Frank Gordon Buchanan (died aged 95, Vancouver General Hospital, April 16 1981) was chief superintendent of public schools in Calgary, Alberta from 1935 to 1951.

== Early life and education ==
Buchanan was born in or around 1886 in Rossburn, Manitoba. His mother was born in Mallorytown, Ontario (which was named after her own grandfather, David Mallory) on 26 February 1858. She married the Methodist minister Dr. Thomas C. Buchanan. The two moved to "a sod shack near Rossburn" and had four children: Judd Elliott, who became a lawyer and teacher; Nelles V. Buchanan, who became Edmonton's district court chief judge; Gladys Morgan; and Frank Gordon Buchanan. The family soon moved to Alberta, where Thomas Buchanan became minister of McDougall Church in 1899. Accordingly, Frank was educated in Calgary, Regina, and Edmonton. He completed normal school in Regina and became principal of Victoria School, Calgary. He then moved on to the University of Toronto, graduating B.A. in 1913. He later went on to take M.A. and B.Paed. degrees.

== Career ==
On graduation from Toronto in 1913, Buchanan joined the staff of Central High School, Calgary. In 1914, however, he became a provincial school inspector, working in Hanna, Lacombe, Medicine Hat, and Calgary. He held this position until 1929, when he became assistant superintendent of Calgary schools, and then superintendent in 1935. In 1937 he visited the British Isles to tour schools, at the invitation of the British Directors of Education.

As chief superintendent of Calgary's public schools, Buchanan oversaw the building of seventeen schools and auditoriums, costing $3.5 million.

== Politics ==
Buchanan stood for election as a Liberal member of parliament for Calgary West in the 1951 federal by-election prompted by the resignation of Arthur LeRoy Smith, hoping to become Alberta's only Liberal MP, under the slogan "he will devote all his time to serving you". In an editorial for the Regina-based The Leader Post, C. W. Mowers opined that "Dr. Buchanan is doubtless one of the most capable, forthright and genuinely progressive candidates ever to be presented to Alberta voters, but his age is somewhat against him". He lost to the Conservative Party candidate Carl O. Nickle.

== Voluntarism ==
Buchanan served on the University of Alberta's senate from 1942 to 1948, and also on the board of governors of Mount Royal University (of which his father had been a founder-member). According to The Calgary Herald, "on his retirement, Buchanan said in a speech that experience and 'real education' are more valuable to children than mastery of facts. Buchanan said the school system should prepare students for community life through group activities".
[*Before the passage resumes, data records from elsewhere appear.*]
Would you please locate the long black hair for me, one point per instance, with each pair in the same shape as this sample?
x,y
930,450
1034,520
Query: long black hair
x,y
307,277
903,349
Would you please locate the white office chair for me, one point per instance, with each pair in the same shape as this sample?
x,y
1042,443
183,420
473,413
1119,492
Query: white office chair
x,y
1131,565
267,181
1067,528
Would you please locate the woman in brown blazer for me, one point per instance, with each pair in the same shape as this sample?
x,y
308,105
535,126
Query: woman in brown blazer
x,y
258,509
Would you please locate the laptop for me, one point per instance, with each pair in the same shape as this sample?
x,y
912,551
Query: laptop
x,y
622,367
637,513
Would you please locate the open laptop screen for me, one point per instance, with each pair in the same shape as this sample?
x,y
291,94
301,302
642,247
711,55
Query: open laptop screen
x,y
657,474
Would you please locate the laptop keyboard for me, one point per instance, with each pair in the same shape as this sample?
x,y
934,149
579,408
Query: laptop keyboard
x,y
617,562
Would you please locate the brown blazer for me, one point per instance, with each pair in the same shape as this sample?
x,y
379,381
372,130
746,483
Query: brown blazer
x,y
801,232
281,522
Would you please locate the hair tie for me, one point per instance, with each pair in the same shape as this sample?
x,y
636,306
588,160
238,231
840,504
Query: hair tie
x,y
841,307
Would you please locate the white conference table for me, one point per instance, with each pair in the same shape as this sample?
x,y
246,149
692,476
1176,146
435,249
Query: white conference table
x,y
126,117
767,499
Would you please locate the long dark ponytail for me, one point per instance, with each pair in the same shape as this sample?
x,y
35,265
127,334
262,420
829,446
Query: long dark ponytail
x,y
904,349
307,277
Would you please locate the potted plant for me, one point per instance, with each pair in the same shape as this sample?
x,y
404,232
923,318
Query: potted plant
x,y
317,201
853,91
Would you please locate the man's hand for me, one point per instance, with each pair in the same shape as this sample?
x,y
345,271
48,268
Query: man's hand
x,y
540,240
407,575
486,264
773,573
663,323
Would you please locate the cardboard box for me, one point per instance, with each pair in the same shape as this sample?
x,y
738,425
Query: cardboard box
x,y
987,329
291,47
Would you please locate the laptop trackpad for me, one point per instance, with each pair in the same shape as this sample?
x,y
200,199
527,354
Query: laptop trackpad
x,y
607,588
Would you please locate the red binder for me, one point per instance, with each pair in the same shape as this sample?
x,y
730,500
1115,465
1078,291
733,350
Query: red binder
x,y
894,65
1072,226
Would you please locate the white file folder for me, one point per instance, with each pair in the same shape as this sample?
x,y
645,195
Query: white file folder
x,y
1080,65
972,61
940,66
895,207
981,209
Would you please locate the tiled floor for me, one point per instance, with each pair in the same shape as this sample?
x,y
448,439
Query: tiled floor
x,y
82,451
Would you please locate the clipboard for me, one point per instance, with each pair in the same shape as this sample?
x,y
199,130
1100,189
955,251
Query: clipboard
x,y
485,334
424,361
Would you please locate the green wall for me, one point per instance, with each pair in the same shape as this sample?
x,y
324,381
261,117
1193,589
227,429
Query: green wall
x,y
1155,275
Other community activities included being president of the Calgary Kiwanis Club in 1944–45 and a member of the board of stewards of the Central United Church.

Buchanan retired to Vancouver in late March 1953.

== Personal life ==
Buchanan married Florence Marie and had four children: Gordon, Thomas Hugh, Douglas, and Muriel Armstrong.

== Awards and recognition ==
In the fall convocation of 1947, the University of Alberta awarded Buchanan an honorary Doctor of Laws degree "in recognition of his services to education".

=== Buchanan School ===
A Calgary elementary school, Buchanan School, was named after Frank Buchanan.